Perubahan radikal yang kini terjadi di Amazon, Bank of America, dan banyak korporasi lain di Amerika adalah cerminan dari dinamika global. Struktur organisasi yang lebih datar mungkin menimbulkan kegelisahan bagi sebagian pekerja, tetapi juga membuka peluang terciptanya lingkungan kerja yang lebih lincah, transparan, dan inovatif. Yang jelas, dunia kerja sedang memasuki babak baru, di mana hubungan antara pekerja dan manajer tidak lagi sama seperti satu dekade lalu.
Dalam konteks Indonesia, tren perusahaan besar di Amerika Serikat yang mengurangi jumlah manajer dan memperbesar struktur tim memiliki relevansi penting. Di Indonesia, terutama pada perusahaan teknologi, e-commerce, dan sektor jasa keuangan digital, restrukturisasi organisasi juga mulai terlihat. Beberapa perusahaan startup lokal yang sebelumnya memiliki struktur manajerial berlapis kini lebih condong ke arah tim ramping dengan fokus pada efisiensi biaya dan kecepatan eksekusi. Hal ini dipengaruhi oleh kebutuhan menekan biaya operasional di tengah persaingan ketat, sekaligus mengikuti tren global yang menekankan penggunaan teknologi, otomatisasi, dan kecerdasan buatan dalam mengelola alur kerja. Jika di Amerika Serikat Amazon dan Bank of America mengarah pada pengurangan manajerial, di Indonesia kita dapat melihat paralel pada langkah-langkah unicorn seperti Gojek dan Tokopedia yang pasca-merger lebih menekankan integrasi teknologi untuk menggantikan fungsi manajerial tradisional.

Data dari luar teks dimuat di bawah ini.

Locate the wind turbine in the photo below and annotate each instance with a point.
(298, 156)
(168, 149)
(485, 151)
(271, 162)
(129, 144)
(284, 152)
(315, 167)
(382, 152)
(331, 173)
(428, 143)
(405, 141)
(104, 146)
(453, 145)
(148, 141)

Namun, perbedaan konteks tetap ada. Di Indonesia, hubungan personal antara atasan dan bawahan masih menjadi elemen penting dalam budaya kerja. Banyak karyawan masih memandang kehadiran manajer sebagai simbol stabilitas, pembimbingan, dan jembatan komunikasi. Jika tren pengurangan manajer dilakukan terlalu cepat, ada risiko menurunnya motivasi kerja dan keterikatan karyawan. Di sisi lain, generasi muda di pasar tenaga kerja Indonesia semakin terbuka pada pola kerja lebih mandiri dengan arahan minimal, sejalan dengan meningkatnya ekonomi digital. Maka, transformasi organisasi di Indonesia kemungkinan akan berjalan secara hybrid: perusahaan besar tetap menjaga lapisan manajerial secukupnya untuk menjaga budaya kerja dan relasi, sementara perusahaan teknologi dan startup akan lebih agresif mengadopsi model organisasi datar untuk mengoptimalkan produktivitas.